今日は雨が降り、農作業の仕事もできない。夫と家にいるのもしんどく、思わず外に出てしまた。行く当てもなく、ふらふらと歩いていると、この村の修道院の前まで来てしまった。
修道院は煉瓦造りのカントリー調の建物。敷地も広いが、礼拝堂やシスター達が暮らしている宿舎などは立ち入り禁止だ。菓子の売店や施療院という医療施設は一般人にも開放されているが、なかなかパウラにも縁のない場所だ。
村では神を信じるもの、つまりこの修道院の人間と土着の女神信仰をしているものとで二分されていた。
パウラは家の事情により女神を信じていた。豊作の女神で、この村の湖の側にある女神像に祈ると、この年の豊作が保証されると言う。
いつのまにか雨があがり、修道院からシスター達が出てくるのが見えた。メガネをかけ、猫背のシスターと目が合った。

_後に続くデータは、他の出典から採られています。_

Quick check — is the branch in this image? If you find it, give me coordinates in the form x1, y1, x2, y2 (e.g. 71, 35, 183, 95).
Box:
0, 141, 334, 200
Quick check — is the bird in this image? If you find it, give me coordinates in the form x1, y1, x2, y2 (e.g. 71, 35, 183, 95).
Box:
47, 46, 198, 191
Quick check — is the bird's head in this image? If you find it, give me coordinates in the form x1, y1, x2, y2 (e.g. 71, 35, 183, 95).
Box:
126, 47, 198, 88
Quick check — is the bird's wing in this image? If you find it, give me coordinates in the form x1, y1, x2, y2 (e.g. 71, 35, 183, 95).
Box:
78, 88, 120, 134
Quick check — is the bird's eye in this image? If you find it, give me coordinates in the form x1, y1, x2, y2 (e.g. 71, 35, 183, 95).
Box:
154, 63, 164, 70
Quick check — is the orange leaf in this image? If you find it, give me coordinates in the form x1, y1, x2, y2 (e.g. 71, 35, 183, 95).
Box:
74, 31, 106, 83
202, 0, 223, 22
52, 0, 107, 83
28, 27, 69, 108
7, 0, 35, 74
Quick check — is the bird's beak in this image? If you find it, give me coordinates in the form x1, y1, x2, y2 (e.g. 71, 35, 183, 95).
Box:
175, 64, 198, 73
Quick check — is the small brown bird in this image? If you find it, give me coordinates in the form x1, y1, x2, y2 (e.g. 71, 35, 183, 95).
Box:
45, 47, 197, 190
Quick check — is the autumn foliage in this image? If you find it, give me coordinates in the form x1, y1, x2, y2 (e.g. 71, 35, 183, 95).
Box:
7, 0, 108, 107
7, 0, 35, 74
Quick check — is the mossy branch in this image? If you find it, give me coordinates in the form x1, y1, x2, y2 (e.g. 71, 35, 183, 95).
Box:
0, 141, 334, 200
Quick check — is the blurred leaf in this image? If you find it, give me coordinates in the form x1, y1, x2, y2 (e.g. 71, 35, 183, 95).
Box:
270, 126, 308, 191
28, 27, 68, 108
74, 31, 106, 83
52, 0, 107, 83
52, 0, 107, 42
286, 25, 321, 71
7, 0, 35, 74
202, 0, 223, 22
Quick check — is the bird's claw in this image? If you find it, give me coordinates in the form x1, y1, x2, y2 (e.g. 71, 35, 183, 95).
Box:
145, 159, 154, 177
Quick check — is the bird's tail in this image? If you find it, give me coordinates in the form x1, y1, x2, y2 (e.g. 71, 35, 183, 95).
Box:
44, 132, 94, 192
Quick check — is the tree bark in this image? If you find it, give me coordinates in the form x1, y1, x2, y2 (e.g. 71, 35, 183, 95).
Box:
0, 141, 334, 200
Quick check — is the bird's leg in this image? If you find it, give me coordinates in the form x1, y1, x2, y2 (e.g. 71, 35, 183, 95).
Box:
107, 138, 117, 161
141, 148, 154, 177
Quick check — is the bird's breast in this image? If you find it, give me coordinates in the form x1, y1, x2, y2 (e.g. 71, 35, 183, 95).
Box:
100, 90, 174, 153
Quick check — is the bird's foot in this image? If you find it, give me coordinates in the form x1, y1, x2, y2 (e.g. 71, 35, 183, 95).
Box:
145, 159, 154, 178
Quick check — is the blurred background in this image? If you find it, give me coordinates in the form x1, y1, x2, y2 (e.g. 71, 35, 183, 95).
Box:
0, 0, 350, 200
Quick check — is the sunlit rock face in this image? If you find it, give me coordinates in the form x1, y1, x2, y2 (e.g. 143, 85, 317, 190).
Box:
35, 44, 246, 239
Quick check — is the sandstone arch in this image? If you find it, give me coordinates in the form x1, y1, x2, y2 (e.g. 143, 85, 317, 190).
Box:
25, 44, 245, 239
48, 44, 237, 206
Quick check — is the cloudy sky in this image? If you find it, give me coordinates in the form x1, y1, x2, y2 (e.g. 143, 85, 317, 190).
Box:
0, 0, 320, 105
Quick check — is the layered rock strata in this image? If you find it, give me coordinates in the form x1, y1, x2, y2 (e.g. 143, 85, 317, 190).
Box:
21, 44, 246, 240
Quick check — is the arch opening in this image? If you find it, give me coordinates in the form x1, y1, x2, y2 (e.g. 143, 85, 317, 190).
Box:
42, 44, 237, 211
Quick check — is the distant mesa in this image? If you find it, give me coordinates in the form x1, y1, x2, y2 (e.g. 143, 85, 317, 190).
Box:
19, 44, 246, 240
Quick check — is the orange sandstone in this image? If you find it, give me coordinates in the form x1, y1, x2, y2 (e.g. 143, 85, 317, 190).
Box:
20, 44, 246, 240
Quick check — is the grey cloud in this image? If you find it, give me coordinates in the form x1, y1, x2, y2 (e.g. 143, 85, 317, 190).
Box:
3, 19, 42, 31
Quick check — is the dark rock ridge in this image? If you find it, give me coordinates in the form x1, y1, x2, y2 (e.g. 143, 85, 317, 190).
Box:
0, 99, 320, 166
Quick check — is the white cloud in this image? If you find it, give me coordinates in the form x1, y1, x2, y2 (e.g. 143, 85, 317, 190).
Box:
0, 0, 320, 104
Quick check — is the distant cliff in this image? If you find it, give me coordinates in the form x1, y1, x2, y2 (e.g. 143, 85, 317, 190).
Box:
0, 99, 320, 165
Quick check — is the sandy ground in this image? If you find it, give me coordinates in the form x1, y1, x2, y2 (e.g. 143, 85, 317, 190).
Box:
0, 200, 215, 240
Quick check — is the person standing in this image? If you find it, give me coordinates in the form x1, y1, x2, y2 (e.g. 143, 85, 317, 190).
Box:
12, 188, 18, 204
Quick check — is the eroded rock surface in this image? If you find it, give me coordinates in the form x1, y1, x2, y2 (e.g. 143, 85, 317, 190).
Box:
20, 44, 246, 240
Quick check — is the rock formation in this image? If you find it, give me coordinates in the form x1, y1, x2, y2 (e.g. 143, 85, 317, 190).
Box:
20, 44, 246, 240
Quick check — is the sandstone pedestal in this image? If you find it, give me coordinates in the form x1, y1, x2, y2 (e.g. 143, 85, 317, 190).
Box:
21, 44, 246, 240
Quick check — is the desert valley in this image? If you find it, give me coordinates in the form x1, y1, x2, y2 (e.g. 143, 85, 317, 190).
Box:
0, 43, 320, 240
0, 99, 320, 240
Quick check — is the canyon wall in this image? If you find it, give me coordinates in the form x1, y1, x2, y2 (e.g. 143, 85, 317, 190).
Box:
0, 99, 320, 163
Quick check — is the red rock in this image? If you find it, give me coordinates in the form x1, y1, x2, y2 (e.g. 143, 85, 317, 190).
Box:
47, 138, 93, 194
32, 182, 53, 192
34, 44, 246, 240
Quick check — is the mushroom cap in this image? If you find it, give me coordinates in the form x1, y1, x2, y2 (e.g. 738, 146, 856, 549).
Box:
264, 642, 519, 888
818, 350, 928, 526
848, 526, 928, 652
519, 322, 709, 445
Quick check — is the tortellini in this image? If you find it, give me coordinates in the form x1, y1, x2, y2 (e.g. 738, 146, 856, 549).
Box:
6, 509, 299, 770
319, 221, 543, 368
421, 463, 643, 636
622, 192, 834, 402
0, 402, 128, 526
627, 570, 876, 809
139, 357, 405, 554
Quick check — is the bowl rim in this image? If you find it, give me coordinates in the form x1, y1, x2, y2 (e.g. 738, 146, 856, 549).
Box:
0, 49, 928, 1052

年齢はパウラと同じぐらいだったが、かなり小柄だ。農民の体型では決してない。眼鏡はダサめで野暮ったいが、肌は綺麗。この肌のおかげか、真っ白な修道着も板についていた。
「ごきげんよう」
シスターはパウラに気づくと微笑みかけてきた。
「最近、このあたりで偽聖女が詐欺をしているという噂を聞いてな。君も気をつけて」
パウラはシスターの男っぽい口調に目を丸くしていた。噂では聞いたことがある。薬草ヲタクの聖女で、医者に究明できない体調不調、精神的な落ち込みを解決してくれる変なシスターがいると。確か名前はレーネ。彼女の側からはラベンダーやカモミールのようなハーブの匂いが漂い、レーネだと確信したが。
「に、偽聖女?」
「ああ。リリアンという名前だ。全く聖女だなんて、おかしいなぁ。人間は皆罪人なのに……」
レーネはぶつぶつと呟きながら、修道院の方へ戻って行った。
「何あの人、関係ないし……」
そうだ、自分は女神を信じている。シスターとか修道院とか関係ない。
「そうだ、女神様に祈れば、赤ちゃんも生まれるかも……」
女神は豊作担当らしい。妊娠させる力があるかは不明だったが、試してみる価値はあるかもしれない。
今は藁をも掴む思いだった。もう医者には頼れないし、見えない力も頼りたい気分。去年は女神に祈ってあんなに豊作になった。何らかの効果はあるかもしれない。
「修道院とかシスターとか、関係ないし」
パウラはそう呟くと、村の湖に向かって歩き始めていた。
雨上がりの空を見上げる。分厚い雲の割れ目から光が差し込んでいる。
そんな光を見てたら希望が出てきた。女神に頼れば赤ちゃんも産まれるかもしれない。
「ああ、どうか……」
今はどうしても赤ちゃんが欲しい。天にいる赤ちゃん、どうか自分を選んで……。